At least 140,000 Greeks took to the streets of Athens on February 4, protesting the use of Macedonia in any government proposals or settlements with the former Yugoslav republic. The rally seeks to end a deep-seeded, decades-long naming dispute. Many Greeks object to Macedonia’s name because of Greece’s own region called Macedonia, arguing that its neighbor’s use of the name implies a territorial claim on Greece’s Macedonia. The dispute dates back to the dissolution of Yugoslavia in 1991 and subsequent breakaway and establishment of the newly independent country, which joined the United Nations in 1993 as the former Yugoslav Republic of Macedonia. Today, it is commonly known as Macedonia, although the Greeks reject this and seek clear differentiation. It is a sensitive case that evokes strong emotion from Greece, where they consider the meaning of Macedonia as the ancient kingdom ruled by Alexander the Great fundamental to their homeland and heritage. The Republic of Macedonia hasn’t been able to join the European Union or NATO because Greece opposes its name.

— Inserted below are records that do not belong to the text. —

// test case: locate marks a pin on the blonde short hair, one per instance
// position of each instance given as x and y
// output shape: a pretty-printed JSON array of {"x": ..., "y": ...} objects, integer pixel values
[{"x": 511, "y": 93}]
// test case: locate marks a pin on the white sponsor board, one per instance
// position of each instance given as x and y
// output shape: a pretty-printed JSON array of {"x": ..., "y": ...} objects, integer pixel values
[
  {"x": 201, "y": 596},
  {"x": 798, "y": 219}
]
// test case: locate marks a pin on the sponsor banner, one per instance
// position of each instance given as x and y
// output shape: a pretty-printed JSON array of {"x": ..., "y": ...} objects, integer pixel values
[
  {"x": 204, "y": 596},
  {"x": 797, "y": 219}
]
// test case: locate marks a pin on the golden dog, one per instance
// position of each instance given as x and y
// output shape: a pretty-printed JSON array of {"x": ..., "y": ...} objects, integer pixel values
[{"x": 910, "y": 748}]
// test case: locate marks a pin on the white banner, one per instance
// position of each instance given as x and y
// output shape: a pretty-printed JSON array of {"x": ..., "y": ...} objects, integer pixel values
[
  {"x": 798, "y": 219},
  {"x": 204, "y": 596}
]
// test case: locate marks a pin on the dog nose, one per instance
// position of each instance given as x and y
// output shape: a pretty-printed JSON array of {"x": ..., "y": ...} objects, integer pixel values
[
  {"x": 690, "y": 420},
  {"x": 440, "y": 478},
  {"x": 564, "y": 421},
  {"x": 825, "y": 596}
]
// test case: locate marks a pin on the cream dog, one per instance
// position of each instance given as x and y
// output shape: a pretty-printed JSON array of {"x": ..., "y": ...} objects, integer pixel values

The issue has strained negotiations between Athens and Skopje, the Macedonian capital, but also internally, between Prime Minister Alexis Tsipras’ Syriza party and their small coalition ally, the right-wing Independent Greeks. The leader of the Independent Greeks, Panos Kammenos, has insisted that Macedonia not be used in any part of their neighbor’s name. The powerful Greek Orthodox church also backs this campaign.
Macedonia’s current prime minister, Zoran Zaev, and Prime Minister Tsipras are working on composite names as a compromise, which includes Upper Macedonia, New Macedonia, or Northern Macedonia. A recent poll, however, shows that 59 percent of Greeks reject even a composite name. Sunday’s protest demonstrated the extent of controversy around the subject. Protesters held banners that said “Hands off Macedonia!” and “Macedonia is Greece.” As highly acclaimed Greek composer and former minister Mikis Theodorakis told the protestors, “There is only one Macedonia. It was, is and will forever be Greek.”